Everyone is looking forward to the last day of October. What we are looking forward to is whether PlanB's prophecy will be fulfilled again. Dabing is now 62k, which is less than 1,000 away from the predicted 63k. As I said, there is actually a trick to this prediction. The trick is, is it the closing price, the highest point, or the lowest point? A reader left a message saying it was the closing price, but I didn't see him admitting it. An example is that when the big pie broke through 63k on October 20, he retweeted his prediction. When he retweeted, he wrote 63k and put a check mark on it, indicating that he believed the prophecy had been fulfilled.
I saw DeFi losing coins again, and I saw DeFi running away. The full name of DeFi is decentralized finance, which claims to operate autonomously on the chain. Decentralized finance is decentralized, which sounds like a bunch of bullshit. But such an analytical proposition is often a blindfold.
Is the hen female? Is the blue sky blue? Is the green hill green? Is the old man old? Is beauty beautiful? Is decentralized finance decentralized?
The blue sky is blue. This is an analytical proposition. Unlike synthetical propositions, analytical propositions do not need to rely on the understanding of other concepts, and only need to analyze the meaning of the subject to get the predicate. The predicate of an analytic proposition adds no meaning to the subject and provides no new knowledge.
We would feel a little awkward if we said that not all blue skies are blue. But if we say that not all DeFi (decentralized finance) is decentralized, it is not only not inconsistent, but also correct.
In fact, a lot of DeFi is realized through smart contracts on the blockchain. Take Ethereum, the largest smart contract running platform, as an example. After the smart contract is developed and deployed on the blockchain, its code cannot be rewritten, but its state can be controlled by external accounts.
For example, we can set one or a group of administrator addresses for the contract, and these administrators can have various preset abilities to manipulate the contract. For example, the well-known USDT stable currency is an ERC-20 contract on the Ethereum blockchain. Then this contract has a management account, which can freeze any USDT payment.
For most contract developers, it is a very common practice in the industry to retain the ultimate control of the contract and reserve some backdoor functions such as emergency suspension and emergency asset transfer.
Of course, the reasons are usually high-sounding and understandable: the contract code is immature, and in order to prevent the assets from being locked when a bug occurs, it is necessary to reserve an emergency transfer function. Or for safety reasons, in order to prevent the loss of user assets when abnormal problems occur, we have retained the emergency brake function.
These "functions" are actually "backdoors" left for controllers—often developers or project parties.
Backdoors are a double-edged sword. Developers can use it to deal with some unknown problems urgently. Hackers can use it to steal assets. The project party can pretend to be hacked, guard and steal, and run away after transferring assets.
There are more advanced techniques. We can use the proxy invocation mechanism to implement so-called upgradable contracts. When we authorize a DApp, we grant the control of the wallet assets to the proxy contract. The logic actually executed by the proxy contract is another contract behind it. But this logical contract can be replaced.
In this way, everything works fine with the initial version of the software. We securely authorize the contract in the wallet. This authorization is usually an unlimited authorization.
Then the project party upgraded the logic contract and quietly transferred all the assets in your wallet. Or, the hacker stole the authority of the project party, upgraded the contract, and stole all the assets in your wallet. Or, the project party pretends to be a hacker, pretending that the hacker has stolen the authority and stole all the assets in your wallet.
Almost all DeFi applications, such as swap, such as the second-tier bridge, require you to perform authorization operations.
Every authorization opens the door to risk.

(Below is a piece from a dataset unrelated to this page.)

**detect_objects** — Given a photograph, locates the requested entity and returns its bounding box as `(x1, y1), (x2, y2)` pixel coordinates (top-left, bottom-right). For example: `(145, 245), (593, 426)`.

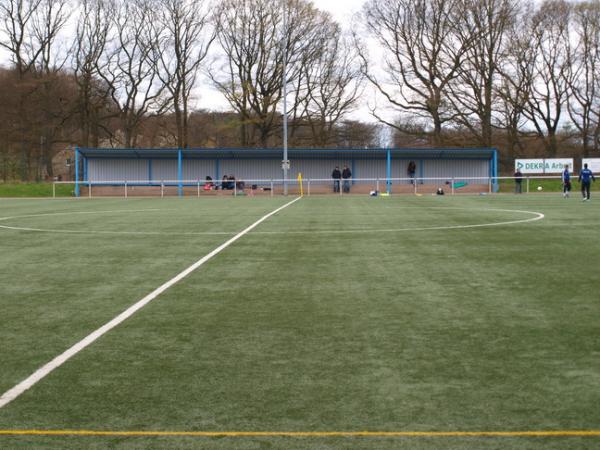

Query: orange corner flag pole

Are DeFi projects audited by so-called security audit companies safe? Not really.
Auditing companies only ensure that the contract does not have some low-level technical loopholes. However, the audit company will not raise objections to whether the contract has reserved super authority for centralized control and management.

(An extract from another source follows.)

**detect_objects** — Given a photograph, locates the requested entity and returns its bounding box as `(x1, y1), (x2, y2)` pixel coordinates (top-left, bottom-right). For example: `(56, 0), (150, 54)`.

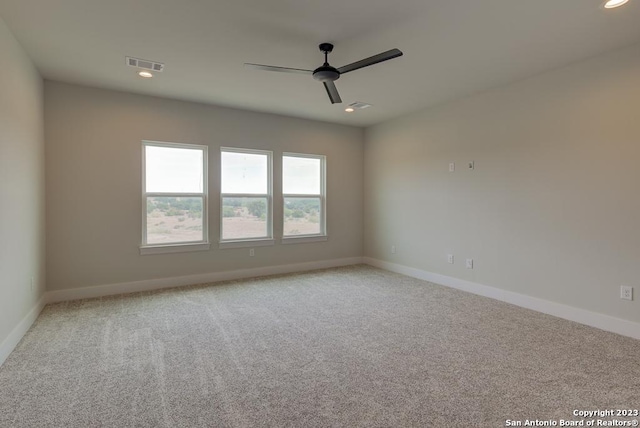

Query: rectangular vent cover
(126, 56), (164, 72)
(349, 101), (371, 110)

To put it in a technical stalk, centralized control is a feature (characteristic), not a bug (problem).
If you look at the current DeFi projects on the market from a strictly decentralized perspective, nine out of ten are not truly completely decentralized, and most of them retain certain characteristics of centralized control.

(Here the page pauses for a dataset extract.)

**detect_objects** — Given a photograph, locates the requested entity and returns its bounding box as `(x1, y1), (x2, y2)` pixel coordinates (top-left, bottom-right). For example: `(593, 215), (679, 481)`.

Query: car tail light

Truly complete decentralization means that if there is an unexpected loophole in the code, the project party may not be able to do anything, because he cannot suspend the operation of the contract, or transfer and protect assets urgently, or upgrade the contract to fix the problem.
Incomplete decentralization means theft by hackers, internal and external cooperation, self-stealing, project parties running away, and the full spread of centralization risks.
DeFi, which retains the centralization characteristics, is nothing more than a semantic deception.
Decentralized finance that cannot be truly completely decentralized requires regulatory agencies to supervise centralization risks. This is the underlying logic behind the US SEC’s proposal to strengthen supervision of DeFi.
(Public account: Liu Jiaolian. Knowledge Planet: Reply to "Planet" from the public account)
(Disclaimer: The content of this article does not constitute any investment advice. Cryptocurrency is a very high-risk product, and there is a risk of zeroing at any time. Please participate carefully and be responsible for yourself.)